Un libro publicado en 1941 que anticipó este nuevo fenómeno La revolución de los directores (The Managerial Revolution) de James Burnham al que, luego de trabajosas búsquedas encontré en la Feria de San Telmo, envuelto en papel film, integro pero destrozado, como un gueule casée, y volví a encuadernar salvando la tapa original. Fue después de leer La revolución de los directores, que Orwell tuvo los elementos para acuñar el término “guerra fría” y escribir 1984. Dos palabras de cuño bélico y cotidiano uso: fuego amigo ─los políticos saben de esto─ y daños colaterales ─ídem.
No estamos en guerra, pero tenemos ese nuevo Caballo de Troya, mejor Pangolín de China, que ha colocado a la humanidad en riesgo de extinción, amenaza que deja la de la guerra nuclear a la altura de un cuento de Hans Christian Andersen. Y este invento chino, como el papel y la pólvora, ha revitalizado un término, mejor concepto, al cual no le he encontrado un antónimo: comorbilidad.
La comorbilidad son las dolencias o antecedentes de enfermedades que suman riesgo a una nueva; en el caso del Covid 19, ya sabemos, son varias, las dos más graves son ser viejo o pobre, peor, viejo pobre. No he encontrado un antónimo de esta palabra acuñada hace medio siglo, ¿podría ser covitalidad? En este domingo 10 de mayo 2020, donde el mañana es incierto como lo cuenta el Apocalipsis de San Juan, del cual sólo la ilusión de encerrarnos hace creer que nada nos ha de pasar, he descubierto, ya que no vacunas, antídotos literarios.

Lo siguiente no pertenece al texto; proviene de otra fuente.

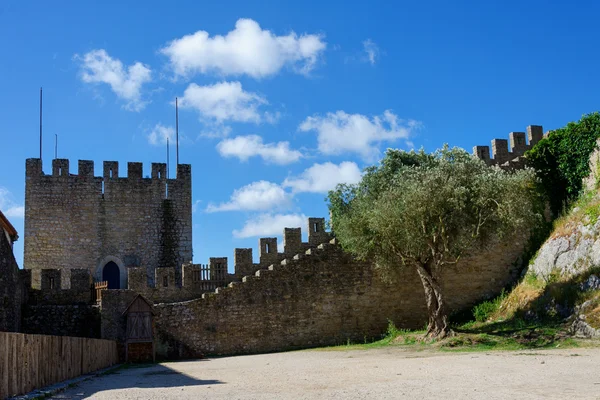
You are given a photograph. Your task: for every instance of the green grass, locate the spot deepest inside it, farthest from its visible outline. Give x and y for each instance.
(530, 316)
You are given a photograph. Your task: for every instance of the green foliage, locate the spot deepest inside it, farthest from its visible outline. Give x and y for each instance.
(484, 310)
(417, 207)
(562, 159)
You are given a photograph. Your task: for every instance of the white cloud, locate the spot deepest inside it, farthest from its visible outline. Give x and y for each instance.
(159, 135)
(98, 67)
(257, 196)
(269, 225)
(248, 49)
(372, 51)
(8, 206)
(223, 101)
(244, 147)
(320, 178)
(195, 205)
(340, 132)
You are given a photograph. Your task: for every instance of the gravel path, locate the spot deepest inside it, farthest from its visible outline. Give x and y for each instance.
(389, 373)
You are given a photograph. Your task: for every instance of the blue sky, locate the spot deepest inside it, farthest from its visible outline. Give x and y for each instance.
(279, 100)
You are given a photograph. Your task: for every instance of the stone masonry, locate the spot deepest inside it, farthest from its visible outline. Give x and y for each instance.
(83, 221)
(319, 296)
(513, 157)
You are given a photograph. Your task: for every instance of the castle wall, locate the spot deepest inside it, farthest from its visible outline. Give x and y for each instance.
(509, 153)
(319, 297)
(83, 221)
(78, 320)
(56, 286)
(11, 288)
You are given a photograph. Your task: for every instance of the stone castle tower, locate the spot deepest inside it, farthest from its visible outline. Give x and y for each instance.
(107, 224)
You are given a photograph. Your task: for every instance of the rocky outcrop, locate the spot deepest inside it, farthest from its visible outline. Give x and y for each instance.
(569, 254)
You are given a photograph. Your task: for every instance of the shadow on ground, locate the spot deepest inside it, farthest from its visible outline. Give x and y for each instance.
(145, 376)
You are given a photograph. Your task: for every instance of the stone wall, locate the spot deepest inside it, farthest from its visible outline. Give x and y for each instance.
(79, 320)
(318, 298)
(11, 288)
(55, 286)
(509, 153)
(83, 221)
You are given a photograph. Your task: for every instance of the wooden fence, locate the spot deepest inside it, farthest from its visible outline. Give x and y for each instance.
(29, 362)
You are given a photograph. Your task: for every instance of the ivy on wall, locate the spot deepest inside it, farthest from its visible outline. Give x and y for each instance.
(562, 160)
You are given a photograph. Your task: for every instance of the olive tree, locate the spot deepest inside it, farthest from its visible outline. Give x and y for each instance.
(426, 211)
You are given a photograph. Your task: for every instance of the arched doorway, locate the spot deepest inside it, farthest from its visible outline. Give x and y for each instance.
(112, 275)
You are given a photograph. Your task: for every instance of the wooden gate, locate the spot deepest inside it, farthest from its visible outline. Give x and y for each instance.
(139, 338)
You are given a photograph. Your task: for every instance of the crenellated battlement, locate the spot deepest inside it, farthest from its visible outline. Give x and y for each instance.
(85, 171)
(163, 285)
(510, 157)
(75, 218)
(292, 245)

El primero es el quevediano soneto “Desde la torre”: “Retirado en la paz de estos desiertos, / con pocos, pero doctos libros juntos, / vivo en conversación con los difuntos, / y escucho con mis ojos a los muertos”. Pero además pensando a calamo currente, mejor digiti currente, en un mundo pos Apocalipsis en que no haya libros, la covitalidad estará dada por la memoria de los sobrevivientes que tomen la responsabilidad de mantenerlos vivos. Renacerán los rapsodias que canten glorias pasadas, así surgió la literatura con El cantar de Gilgamesh y siguió con La Ilíada y Odisea, el resto es conocido.

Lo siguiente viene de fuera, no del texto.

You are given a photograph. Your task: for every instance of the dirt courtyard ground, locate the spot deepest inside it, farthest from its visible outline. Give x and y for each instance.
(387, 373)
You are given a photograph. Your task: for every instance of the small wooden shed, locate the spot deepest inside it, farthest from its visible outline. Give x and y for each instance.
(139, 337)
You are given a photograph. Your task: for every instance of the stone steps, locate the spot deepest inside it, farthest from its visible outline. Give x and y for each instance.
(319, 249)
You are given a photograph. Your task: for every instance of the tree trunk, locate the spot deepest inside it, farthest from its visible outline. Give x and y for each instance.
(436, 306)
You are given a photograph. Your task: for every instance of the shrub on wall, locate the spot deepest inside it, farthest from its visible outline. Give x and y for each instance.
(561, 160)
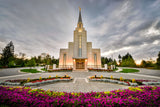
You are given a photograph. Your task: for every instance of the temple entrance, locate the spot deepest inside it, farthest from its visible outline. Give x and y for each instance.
(80, 63)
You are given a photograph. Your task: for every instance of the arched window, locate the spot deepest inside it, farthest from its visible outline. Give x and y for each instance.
(80, 46)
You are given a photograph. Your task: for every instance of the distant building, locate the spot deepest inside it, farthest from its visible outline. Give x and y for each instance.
(44, 55)
(80, 54)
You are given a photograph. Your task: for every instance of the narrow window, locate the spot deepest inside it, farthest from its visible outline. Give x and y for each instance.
(95, 59)
(80, 46)
(64, 59)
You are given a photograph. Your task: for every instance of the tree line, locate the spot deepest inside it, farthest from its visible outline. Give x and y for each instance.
(8, 59)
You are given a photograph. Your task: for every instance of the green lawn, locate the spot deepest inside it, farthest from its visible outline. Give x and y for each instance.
(30, 70)
(44, 69)
(115, 69)
(129, 70)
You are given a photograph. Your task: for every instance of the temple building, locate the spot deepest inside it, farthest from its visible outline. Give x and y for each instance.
(80, 55)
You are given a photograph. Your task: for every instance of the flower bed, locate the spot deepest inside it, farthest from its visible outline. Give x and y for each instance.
(32, 82)
(61, 70)
(132, 97)
(128, 82)
(99, 70)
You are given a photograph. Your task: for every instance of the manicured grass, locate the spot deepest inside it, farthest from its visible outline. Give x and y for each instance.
(115, 69)
(129, 70)
(146, 96)
(30, 70)
(43, 69)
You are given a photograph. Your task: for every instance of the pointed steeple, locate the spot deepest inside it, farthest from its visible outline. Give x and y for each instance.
(80, 18)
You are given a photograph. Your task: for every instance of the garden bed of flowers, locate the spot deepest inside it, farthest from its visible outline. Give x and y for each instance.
(99, 70)
(61, 70)
(33, 82)
(132, 97)
(122, 81)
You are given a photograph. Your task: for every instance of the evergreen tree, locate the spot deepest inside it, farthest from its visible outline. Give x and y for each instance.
(158, 60)
(143, 64)
(128, 61)
(31, 63)
(120, 59)
(8, 54)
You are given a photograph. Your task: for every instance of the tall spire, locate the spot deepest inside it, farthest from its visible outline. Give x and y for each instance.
(80, 18)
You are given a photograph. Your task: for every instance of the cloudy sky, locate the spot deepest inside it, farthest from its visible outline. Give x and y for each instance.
(115, 26)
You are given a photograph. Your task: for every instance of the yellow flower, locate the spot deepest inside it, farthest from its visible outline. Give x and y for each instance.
(135, 89)
(121, 79)
(133, 80)
(111, 77)
(107, 92)
(40, 78)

La historia de Farenheit 451 de Bradbury es sabida, en un mundo futuro los bomberos no apagan fuego sino que queman libros, está prohibido leer pero no ver televisión, Guy Montag, el bombero incendiario protagonista, cambia de bando y termina juntándose con un grupo de fugitivos que se han propuesto salvar los libros. La versión fílmica de François Truffaut, tiene una deliciosa vuelta de tuerca, los fugitivos se llaman “hombres-libro” y viven escondidos en los bosques y tienen como misión aprender un libro de memoria. Guy Montag ha llevado el suyo; sabe que tiene una misión que justifica su existencia, memorizarlo para transmitirlo a otras personas. Creo que, en la película, el libro de Montag era Historia de dos ciudades.
No sería mala práctica leer algún libro con compañeros de encierro o por redes sociales. No sé ningún libro de memoria, aunque sí largos pasajes del Martín Fierro y Soledades de Góngora; sonetos de Quevedo y Lope de Vega; poemas de Borges y dos de The Old Huntsman de Sigfried Sasoon. En el universo de Farenheit 451, seré un “hombre-antología”.